On shoot days they would usually have nine people shooting.

“It’s great locally when you’ve got all those people coming into hotels and restaurants through the winter, but the logistics of organising everyone’s accommodation and everything else, and a whole shoot day, including feeding them, it was huge.”

Jeff says getting a shoot day together involves coordinating a large number of people.

breeding business

The business is now well established.

“You’ve actually got 40-50 people in a day, organising where the birds go, others with dogs picking up,” he says.

“A lot of them are volunteers who just enjoy coming out.”

Bridgette says a lot of their initial involvement with shoots, which included bringing in gamekeepers from the UK, was to ensure the future of their breeding business.

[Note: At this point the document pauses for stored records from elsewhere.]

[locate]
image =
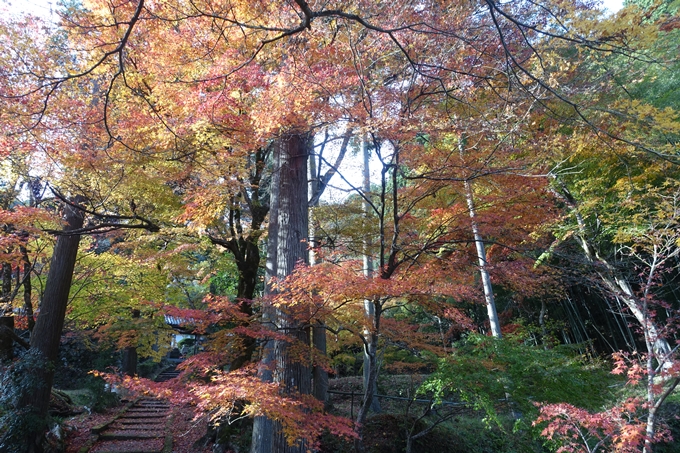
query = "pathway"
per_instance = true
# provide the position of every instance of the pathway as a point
(142, 427)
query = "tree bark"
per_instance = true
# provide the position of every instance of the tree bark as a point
(370, 352)
(494, 322)
(6, 340)
(28, 303)
(288, 234)
(129, 360)
(47, 332)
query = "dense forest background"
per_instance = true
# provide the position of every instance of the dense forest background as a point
(472, 207)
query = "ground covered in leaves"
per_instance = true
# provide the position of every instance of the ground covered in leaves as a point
(187, 431)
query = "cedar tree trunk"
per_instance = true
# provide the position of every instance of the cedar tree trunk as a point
(47, 332)
(289, 229)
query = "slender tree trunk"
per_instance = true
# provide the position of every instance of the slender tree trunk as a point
(47, 332)
(129, 361)
(481, 254)
(289, 229)
(6, 316)
(319, 373)
(370, 385)
(28, 288)
(6, 340)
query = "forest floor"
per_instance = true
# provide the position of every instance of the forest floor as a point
(186, 431)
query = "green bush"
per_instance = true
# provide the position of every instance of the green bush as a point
(16, 420)
(493, 374)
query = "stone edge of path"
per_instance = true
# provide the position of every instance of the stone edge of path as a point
(167, 445)
(96, 430)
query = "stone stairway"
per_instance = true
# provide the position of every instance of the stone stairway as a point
(167, 374)
(142, 427)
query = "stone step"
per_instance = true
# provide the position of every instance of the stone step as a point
(139, 446)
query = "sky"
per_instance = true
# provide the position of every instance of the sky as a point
(43, 8)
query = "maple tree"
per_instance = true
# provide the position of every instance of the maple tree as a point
(174, 110)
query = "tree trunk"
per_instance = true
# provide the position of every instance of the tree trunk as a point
(481, 254)
(6, 340)
(288, 227)
(369, 309)
(47, 332)
(28, 303)
(129, 361)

She says when some of the owners of places where they ran shoots decided they wanted to do it themselves, it seemed like a good idea to step back.

Jeff says they thought with covid would lead to a significant downturn in the demand for shoots but that has not been the case, with most shooters from NZ historically anyway.

“They were spending more money overseas and now that they’re not going overseas there’s quite an increase in interest,” he says.

“Most of the shoots are quite full. We did have a few Australians and they’re continuing to ring us to make sure we keep them in the loop for when the trans-Tasman bubble opens.

“I don’t think those guys will go to the UK as much as they were. A lot of them would go overseas to go shooting for pheasants or other things, but I think they’ll find NZ would be a better destination for them now. There’s quite a bit of potential there.”

He says the shoots play a wider role in communities than just providing shooting opportunities.

natural habitat

The inside of the runs are designed to resemble natural habitat.

“There’s a lot more to it than just the shooting. It’s the relationships with people, going onto farms, the connections and the memories that you make,” he says.

Part of that is getting people from urban areas out onto farms in a safe environment where they can interact with people from rural communities.

“People love getting out on those farms and having a look around,” he says.

“Quite often in the gun bus, where all those people shooting are together, the discussions are about what’s happening on the farm and what is in the area.

“The views and the beautiful spots are a huge part of the day. They really love that. And the farmers love having people to show around their property.”

Bridgette and Jeff hope there is further potential for increasing the shooting opportunities for urban folk and other visitors who would otherwise not have access to shooting rights. There are plenty of people out there who love the option of having a shoot day organised in a safe and very enjoyable environment.